渡辺貞夫カルテット
提供:新宿ピットイン/ピットインミュージック

2025年末に開催された〈新宿PIT INN 60周年記念コンサート〉。石若駿率いるAnswer to Rememberら新世代から日野皓正、山下洋輔、渡辺貞夫といったレジェンドまでが出演、チケットは完売し、日本のジャズ史を包括するようなイベントになった。そんな2日間の模様をライター/音楽批評家の細田成嗣が伝える。 *Mikiki編集部


 

日本ジャズ史の厚みと現在地を示した祭典

新宿が若者の街と言われたのは遡ること60年ほど前のことだ。すなわち1960年代、聞くところによればジャズ喫茶ひしめく新宿には左翼学生から詩人や芸術家の卵、駆け出しのミュージシャン、演劇青年、はては素性の知れないフーテンまで、エネルギーを持て余した若者たちが集まり独自のアングラカルチャーを形成していた。ジャズそのものもまた動き出していた。銀座から新宿へと〈現場〉が移り変わりつつあった。その動きを推し進めた主要な拠点となったのが他でもなく新宿ピットインだった。

新宿ピットインがオープンしたのは1965年12月24日。バークリー留学を終えた渡辺貞夫が帰国した翌月のことである。創業者の佐藤良武は当時20歳の大学生だった。渡辺貞夫もまだ30代前半。まさに若者文化としてジャズは新宿を拠点に成長していったのだ。以来長きにわたってピットインは移転を挟みつつも新宿でライブハウスの営業を続けてきた。半世紀以上続くジャズのライブハウスは世界的に見ても稀有な場所の一つと言っていいだろう。そのようなピットインの60周年を記念したコンサートが、2025年12月27日と28日の2日間にわたって新宿文化センター・大ホールで開催された。

計12組、総勢80名以上が出演した同コンサートは、前売りチケットが完売、年の瀬にもかかわらず両日ともに約1,600席の会場が大勢の観客で埋め尽くされた――キャパ100席ほどのピットインの実に16倍(!)。ピットインといえば数々の伝説的なエピソードを生んできた日本ジャズの聖地であり、同時に今もなお新進気鋭のミュージシャンを輩出し続けている現在進行形のジャズ揺籃の地でもある。そのような〈現場〉であればこそ可能だったのだろう、このたびの60周年記念コンサートは、日本ジャズの歴史の層の厚みを感じさせるとともに現在地を指し示す、それ自体が歴史に残る祭典となった。本稿では同コンサートから、特に印象に残った場面について抜粋しメモランダムに記していく。

 

ミュージシャンの〈実家〉、その100周年に向けて

初日、2日目ともにコンサートの冒頭では、新宿ピットイン創業者であり現会長の佐藤良武が登壇して挨拶を行った。良武はピットインに関わりの深いミュージシャンとして渡辺貞夫、日野皓正、山下洋輔の3人の名前を挙げ、なかでも2025年をもって活動を休止する山下洋輔との思い出を振り返りつつ、彼が「ピットインは実家である」と語ったことに言及。ピットインが実家であればスタッフや観客は〈家族〉であると続け、「いろんなミュージシャンから実家と言われるようにこれからもやっていきたい」と、100周年を目標として掲げた。

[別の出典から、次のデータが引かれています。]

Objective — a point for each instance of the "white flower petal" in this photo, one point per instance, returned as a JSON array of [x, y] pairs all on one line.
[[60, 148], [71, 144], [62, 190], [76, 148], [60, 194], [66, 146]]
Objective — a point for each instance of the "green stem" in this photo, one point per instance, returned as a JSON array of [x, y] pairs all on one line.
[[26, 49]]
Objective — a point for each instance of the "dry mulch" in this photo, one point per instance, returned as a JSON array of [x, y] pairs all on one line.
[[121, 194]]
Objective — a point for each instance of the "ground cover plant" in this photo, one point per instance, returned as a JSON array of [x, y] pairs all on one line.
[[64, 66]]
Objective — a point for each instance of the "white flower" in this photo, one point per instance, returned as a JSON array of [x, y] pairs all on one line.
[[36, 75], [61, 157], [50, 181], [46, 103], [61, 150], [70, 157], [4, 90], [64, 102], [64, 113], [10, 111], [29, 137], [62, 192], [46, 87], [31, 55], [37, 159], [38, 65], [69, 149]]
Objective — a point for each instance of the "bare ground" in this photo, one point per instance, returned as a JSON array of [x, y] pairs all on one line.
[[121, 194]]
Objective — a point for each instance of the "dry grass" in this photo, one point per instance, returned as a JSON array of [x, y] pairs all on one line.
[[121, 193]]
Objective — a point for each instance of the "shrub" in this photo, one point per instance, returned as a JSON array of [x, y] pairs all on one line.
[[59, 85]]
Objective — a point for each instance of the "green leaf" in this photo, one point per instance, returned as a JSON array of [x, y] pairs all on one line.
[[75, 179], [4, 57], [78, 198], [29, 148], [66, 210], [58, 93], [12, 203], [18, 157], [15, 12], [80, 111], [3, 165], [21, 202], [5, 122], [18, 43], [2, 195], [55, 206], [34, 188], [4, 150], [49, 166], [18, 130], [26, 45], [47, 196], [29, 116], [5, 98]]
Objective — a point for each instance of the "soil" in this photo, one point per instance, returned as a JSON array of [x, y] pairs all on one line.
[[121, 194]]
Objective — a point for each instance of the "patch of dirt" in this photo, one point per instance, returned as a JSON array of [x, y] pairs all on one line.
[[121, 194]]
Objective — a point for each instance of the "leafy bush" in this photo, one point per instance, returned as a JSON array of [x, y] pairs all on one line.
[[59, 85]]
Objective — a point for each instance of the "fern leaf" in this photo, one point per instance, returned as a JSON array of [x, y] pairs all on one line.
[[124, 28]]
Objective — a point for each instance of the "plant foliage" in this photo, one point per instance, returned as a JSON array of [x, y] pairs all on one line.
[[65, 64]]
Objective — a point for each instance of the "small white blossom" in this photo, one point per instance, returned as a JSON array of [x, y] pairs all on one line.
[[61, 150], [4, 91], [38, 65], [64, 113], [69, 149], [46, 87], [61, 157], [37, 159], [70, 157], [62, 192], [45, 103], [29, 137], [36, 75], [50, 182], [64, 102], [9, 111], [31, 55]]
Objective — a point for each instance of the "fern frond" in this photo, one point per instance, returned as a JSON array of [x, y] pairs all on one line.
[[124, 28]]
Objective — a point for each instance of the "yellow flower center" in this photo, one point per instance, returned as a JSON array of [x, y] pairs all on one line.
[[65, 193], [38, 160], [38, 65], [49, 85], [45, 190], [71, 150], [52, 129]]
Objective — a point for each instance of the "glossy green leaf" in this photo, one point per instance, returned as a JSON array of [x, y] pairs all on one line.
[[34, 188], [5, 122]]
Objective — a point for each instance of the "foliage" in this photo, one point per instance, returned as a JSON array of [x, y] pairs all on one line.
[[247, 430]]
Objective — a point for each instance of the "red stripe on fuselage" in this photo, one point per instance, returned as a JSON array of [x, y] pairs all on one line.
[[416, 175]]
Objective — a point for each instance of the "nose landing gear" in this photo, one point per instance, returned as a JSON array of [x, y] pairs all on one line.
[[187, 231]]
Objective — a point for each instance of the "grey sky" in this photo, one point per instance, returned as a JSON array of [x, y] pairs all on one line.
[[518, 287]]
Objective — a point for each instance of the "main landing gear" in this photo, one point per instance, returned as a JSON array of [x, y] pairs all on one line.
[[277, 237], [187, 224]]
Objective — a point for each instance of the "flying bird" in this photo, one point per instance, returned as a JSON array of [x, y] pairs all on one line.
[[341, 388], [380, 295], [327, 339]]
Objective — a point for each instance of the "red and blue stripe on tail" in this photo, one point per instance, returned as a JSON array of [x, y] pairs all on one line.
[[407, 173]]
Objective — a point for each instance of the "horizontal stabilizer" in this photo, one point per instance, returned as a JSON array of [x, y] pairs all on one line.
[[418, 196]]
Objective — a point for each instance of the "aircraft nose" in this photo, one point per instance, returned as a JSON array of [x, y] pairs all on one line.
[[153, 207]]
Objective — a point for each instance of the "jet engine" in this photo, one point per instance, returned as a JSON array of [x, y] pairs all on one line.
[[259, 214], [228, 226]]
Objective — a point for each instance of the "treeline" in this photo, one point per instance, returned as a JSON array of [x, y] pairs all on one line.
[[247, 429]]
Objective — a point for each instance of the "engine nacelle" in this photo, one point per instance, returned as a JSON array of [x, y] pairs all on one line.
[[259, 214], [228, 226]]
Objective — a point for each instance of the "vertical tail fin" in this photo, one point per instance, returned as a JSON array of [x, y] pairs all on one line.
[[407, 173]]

そして新たに社長に就任した息子の佐藤良雅を紹介。ピットインゆかりのミュージシャンや大勢の観客を前にして、親から子へ、創業者から新社長へとバトンを受け渡す〈儀式〉にも映ったその場で、良雅は早速新たな試みとして2026年4月から34年ぶりに〈朝の部〉を再開することを発表した。現在は〈昼の部〉と〈夜の部〉のみ行われているが、〈朝の部〉は実験的な音楽や若手ミュージシャンの表現の場として運営していく予定だという。最後に良雅は「あとは素晴らしいミュージシャンたちにこのステージを預けたい」と締め括った。それはピットイン開店以来創業者の良武が抱き続けてきた〈場は用意するが表現内容はミュージシャンに委ねる〉という方針を受け継ぐ象徴的な言葉にも聞こえた。